Sayın Bakan, Türkiye ekonomisinin en büyük sorunlarından biri de kayıt dışıdır. Bakanlığınızın bu sorunla yeterince mücadele etmediği bütçe rakamlardan maalesef belli oluyor. 2025 bütçesinde kayıt dışıyla mücadele için 6,4 milyar lira ödenek koymuşsunuz. İlk altı ayda harcama 1,5 milyar lira. Bunun sebebi nedir? Tasarrufu, kayıt dışı ekonomiyle mücadele ödeneklerini harcamayarak mı yapıyorsunuz, yoksa kayıt dışı ekonomi iktidarın bilinçli bir şekilde göz yumduğu bir alan mı? Türkiye'de kayıt dışı ekonominin büyüklüğüne dair resmî bilgi bulmak çok zor ama TÜİK kayıt dışı istihdamı tahmin edebiliyor. Toplam istihdamın yüzde 27'si kadar kayıt dışı çalışan var. Bu kadar büyük bir oran dünyada çok az ülkede vardır.

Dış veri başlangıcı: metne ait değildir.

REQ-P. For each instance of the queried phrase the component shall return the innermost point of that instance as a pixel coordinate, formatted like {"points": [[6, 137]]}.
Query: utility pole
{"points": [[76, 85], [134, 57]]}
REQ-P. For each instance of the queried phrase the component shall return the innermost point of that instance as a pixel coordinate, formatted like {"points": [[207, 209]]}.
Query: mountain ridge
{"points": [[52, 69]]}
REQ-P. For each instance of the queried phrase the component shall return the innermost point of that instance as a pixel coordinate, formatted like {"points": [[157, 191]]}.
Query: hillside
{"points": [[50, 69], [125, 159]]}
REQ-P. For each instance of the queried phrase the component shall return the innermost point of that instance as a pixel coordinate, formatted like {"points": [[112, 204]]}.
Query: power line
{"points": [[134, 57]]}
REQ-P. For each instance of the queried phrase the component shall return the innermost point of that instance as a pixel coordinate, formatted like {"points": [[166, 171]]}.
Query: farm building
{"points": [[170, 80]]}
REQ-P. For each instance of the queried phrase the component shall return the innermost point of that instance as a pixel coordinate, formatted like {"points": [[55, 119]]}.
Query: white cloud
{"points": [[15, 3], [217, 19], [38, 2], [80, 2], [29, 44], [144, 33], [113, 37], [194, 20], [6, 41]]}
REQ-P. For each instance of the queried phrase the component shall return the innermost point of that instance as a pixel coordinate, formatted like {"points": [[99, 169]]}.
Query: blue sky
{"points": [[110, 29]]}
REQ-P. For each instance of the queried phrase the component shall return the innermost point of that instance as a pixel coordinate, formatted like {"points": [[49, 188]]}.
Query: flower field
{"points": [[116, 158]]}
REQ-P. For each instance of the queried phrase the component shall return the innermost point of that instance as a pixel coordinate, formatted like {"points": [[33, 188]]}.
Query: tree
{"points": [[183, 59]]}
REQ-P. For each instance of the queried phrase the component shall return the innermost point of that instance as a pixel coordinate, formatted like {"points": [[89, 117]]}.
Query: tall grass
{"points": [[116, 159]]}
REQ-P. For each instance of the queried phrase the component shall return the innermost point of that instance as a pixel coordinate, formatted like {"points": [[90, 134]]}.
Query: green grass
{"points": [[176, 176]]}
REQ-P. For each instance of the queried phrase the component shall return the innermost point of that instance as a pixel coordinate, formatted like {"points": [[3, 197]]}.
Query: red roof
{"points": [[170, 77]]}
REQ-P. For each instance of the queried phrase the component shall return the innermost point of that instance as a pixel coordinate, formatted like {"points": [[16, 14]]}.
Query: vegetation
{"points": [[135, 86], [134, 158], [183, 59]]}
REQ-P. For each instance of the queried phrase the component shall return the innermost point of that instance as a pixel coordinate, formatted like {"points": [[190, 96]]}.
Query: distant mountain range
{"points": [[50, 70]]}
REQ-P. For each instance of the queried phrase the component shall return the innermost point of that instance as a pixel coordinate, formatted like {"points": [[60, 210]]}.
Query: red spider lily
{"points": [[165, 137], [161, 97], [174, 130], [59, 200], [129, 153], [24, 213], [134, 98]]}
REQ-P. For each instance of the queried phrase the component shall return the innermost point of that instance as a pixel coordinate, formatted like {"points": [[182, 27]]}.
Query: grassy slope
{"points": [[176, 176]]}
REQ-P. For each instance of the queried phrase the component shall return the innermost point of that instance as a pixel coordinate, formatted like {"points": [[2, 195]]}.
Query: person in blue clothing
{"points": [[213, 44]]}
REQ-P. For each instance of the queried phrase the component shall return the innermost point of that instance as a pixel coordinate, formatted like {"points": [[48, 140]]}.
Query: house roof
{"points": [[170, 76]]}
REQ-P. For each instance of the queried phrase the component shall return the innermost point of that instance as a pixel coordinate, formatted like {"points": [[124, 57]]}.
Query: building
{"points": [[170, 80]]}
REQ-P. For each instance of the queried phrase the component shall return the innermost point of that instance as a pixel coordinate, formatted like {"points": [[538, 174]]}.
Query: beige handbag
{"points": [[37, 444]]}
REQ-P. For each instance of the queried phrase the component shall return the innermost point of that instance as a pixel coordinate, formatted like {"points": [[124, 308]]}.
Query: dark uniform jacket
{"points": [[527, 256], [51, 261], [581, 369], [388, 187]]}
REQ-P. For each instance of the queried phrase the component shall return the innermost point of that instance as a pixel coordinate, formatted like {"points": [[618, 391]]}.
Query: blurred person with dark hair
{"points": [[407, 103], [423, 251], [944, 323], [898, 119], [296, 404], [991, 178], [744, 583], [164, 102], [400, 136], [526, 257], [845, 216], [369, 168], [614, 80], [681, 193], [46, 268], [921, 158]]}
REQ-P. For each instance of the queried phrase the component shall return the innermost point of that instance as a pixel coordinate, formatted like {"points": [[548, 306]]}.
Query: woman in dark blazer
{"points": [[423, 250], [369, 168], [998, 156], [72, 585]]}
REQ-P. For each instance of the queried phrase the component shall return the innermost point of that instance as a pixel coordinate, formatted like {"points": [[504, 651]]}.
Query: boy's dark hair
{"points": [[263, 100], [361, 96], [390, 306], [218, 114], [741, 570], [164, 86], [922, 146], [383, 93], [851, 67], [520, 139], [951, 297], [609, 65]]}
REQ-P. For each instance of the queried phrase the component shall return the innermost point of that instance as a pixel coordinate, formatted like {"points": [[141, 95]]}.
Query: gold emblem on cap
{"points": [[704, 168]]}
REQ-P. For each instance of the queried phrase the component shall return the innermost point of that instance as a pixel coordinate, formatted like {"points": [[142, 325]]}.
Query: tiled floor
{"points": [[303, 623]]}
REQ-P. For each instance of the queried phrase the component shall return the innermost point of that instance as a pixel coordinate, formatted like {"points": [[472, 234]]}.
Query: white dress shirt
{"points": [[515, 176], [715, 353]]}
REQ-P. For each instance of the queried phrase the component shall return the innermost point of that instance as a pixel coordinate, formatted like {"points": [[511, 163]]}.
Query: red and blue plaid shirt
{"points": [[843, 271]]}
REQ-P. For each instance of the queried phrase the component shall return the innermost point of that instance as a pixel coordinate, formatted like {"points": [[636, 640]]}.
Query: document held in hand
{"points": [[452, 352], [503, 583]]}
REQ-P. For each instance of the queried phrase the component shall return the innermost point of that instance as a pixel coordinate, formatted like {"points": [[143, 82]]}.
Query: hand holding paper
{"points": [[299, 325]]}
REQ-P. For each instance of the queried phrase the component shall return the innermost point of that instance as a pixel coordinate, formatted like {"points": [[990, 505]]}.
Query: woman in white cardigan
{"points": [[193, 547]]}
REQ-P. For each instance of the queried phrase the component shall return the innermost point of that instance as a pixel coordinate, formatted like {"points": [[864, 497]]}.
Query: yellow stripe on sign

Bir diğer konu da ihracat meselesi; tekstil sektörü, hazır giyim gibi birçok sektör, ülkenin çok köklü firmaları feryat ediyor, seslerini duyuramayınca ülkeyi terk ediyorlar. Mehmet Şimşek sanki bilinçli bir şekilde, sıcak paracılara garanti vermiş gibi, TL'yi yüksek faizle belirli bir seviyede tutmak için kullanıyor, sizden çıt çıkmıyor. Ne sektörel bir destek var ne de bir planlama. "Ölen ölür, kalan sağlar bizimdir." diyerek Bakanlık yapılmaz.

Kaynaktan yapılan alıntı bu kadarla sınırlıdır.